Intérêt de la décision

Cet arrêt est l’occasion de rappeler que l’intervention majorée peut être accordée d’office (en cas de perception du RIS, de la GRAPA ou d’allocations pour personnes handicapées – situations auxquelles il faut ajouter les enfants reconnus atteints de handicap d’au moins 66%, les MENA et les enfants orphelins de père et de mère) ou être accordée à la demande. Cette deuxième hypothèse vise notamment les chômeurs ou les assurés sociaux en incapacité de travail depuis au moins un an, les veufs et pensionnés, ainsi que les personnes reconnues handicapées et les familles monoparentales. Dans cette hypothèse, doit être fournie une déclaration relative aux revenus du ménage. Le plafond annuel des revenus évolue d’année en année.

Le litige soumis à la cour du travail concernait la détermination des revenus à prendre en compte, dans l’hypothèse où n’est pas exigée une période de référence. La règle – admise tant par le tribunal que par la cour – est dès lors la multiplication par 12 du montant perçu le mois précédant l’introduction de la demande, aux fins d’obtenir l’équivalent du montant annuel, s’agissant des revenus bruts. Le tribunal n’avait cependant pas pris en compte une prime de rattrapage, étant la prime visée à l’article 237quinquies de l’arrêté royal d’exécution. Cette prime de rattrapage annuelle est allouée aux titulaires invalides qui, au 31 décembre de l’année précédant l’année de son octroi, sont reconnus incapables de travailler depuis une durée minimum d’un an et qui sont encore reconnus invalides au mois de mai de l’année d’octroi durant au moins un jour calendrier. Elle est payée avec les indemnités du mois de mai (un montant différent étant octroyé dès lors que l’incapacité de travail a une durée minimum de deux ans). Cette indemnité est forfaitaire.

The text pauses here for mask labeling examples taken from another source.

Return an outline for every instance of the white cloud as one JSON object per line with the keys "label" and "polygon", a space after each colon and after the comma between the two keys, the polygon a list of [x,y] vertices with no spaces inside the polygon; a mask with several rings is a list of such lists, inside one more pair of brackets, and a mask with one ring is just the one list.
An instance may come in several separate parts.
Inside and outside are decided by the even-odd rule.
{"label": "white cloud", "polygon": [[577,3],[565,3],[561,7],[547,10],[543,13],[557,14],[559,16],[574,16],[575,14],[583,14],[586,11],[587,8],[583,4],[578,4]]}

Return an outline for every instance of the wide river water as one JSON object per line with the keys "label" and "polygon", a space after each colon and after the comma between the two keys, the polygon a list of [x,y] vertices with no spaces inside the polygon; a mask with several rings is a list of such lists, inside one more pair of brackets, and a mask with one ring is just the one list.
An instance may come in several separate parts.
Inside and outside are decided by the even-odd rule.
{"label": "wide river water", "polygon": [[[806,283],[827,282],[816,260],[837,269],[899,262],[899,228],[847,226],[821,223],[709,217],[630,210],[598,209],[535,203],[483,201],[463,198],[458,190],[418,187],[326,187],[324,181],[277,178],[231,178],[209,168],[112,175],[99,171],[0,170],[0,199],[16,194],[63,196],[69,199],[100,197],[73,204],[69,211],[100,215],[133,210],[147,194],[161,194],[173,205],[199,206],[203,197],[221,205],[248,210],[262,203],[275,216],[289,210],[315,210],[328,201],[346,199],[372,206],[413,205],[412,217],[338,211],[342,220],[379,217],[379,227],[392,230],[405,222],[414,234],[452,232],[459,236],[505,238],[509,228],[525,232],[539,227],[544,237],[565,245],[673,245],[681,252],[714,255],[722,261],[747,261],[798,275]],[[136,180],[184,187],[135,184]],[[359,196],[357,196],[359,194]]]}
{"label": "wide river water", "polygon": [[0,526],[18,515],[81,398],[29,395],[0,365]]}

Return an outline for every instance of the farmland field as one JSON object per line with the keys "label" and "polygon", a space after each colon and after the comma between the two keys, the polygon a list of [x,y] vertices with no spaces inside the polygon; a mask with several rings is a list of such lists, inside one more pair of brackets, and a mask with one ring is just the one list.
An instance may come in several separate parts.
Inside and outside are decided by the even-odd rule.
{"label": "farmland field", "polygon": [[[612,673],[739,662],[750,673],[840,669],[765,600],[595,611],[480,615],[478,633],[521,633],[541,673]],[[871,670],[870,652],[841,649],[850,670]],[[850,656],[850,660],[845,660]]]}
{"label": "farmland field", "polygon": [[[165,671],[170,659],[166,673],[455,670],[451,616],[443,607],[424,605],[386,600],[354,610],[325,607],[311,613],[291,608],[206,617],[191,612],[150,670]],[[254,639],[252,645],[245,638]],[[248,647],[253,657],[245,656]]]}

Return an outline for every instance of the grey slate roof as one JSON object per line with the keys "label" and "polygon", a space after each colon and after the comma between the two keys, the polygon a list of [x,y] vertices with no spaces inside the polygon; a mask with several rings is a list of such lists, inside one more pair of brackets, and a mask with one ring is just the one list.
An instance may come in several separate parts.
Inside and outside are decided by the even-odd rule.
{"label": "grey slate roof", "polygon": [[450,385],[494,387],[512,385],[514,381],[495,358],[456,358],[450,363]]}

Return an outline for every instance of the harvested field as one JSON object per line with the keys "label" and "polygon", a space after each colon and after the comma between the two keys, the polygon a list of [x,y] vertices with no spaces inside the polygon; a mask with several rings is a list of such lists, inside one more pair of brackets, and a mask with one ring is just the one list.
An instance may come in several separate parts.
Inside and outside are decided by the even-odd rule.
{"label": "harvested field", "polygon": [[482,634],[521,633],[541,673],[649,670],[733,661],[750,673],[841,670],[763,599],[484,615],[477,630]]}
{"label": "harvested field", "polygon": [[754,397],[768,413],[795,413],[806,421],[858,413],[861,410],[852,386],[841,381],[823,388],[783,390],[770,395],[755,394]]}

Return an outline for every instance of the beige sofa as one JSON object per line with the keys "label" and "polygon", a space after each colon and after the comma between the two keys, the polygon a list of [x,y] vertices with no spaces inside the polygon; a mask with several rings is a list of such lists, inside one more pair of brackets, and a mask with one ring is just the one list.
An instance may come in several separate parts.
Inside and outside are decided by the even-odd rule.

L’on notera encore que la cour a relevé que le libellé de l’article 28, § 3, de l’arrêté royal du 15 janvier 2014 relatif à l’intervention majorée a fait l’objet d’une modification (arrêté royal du 26 mars 2020), le texte actuel étant que, si aucune période de référence n’est applicable, sont pris en considération les montants se rapportant au mois précédant le mois de l’introduction de la demande ou au mois de l’introduction de la demande, augmentés du montant de tous avantages qui y sont liés. Ces montants sont multipliés par le coefficient permettant de les convertir en revenus annuels, qui est fonction du mode d’établissement des revenus, qui peuvent être mensuels, bimensuels, hebdomadaires ou journaliers. Il s’agit de prendre en compte, outre le montant lui-même, celui de tous les avantages qui y sont liés.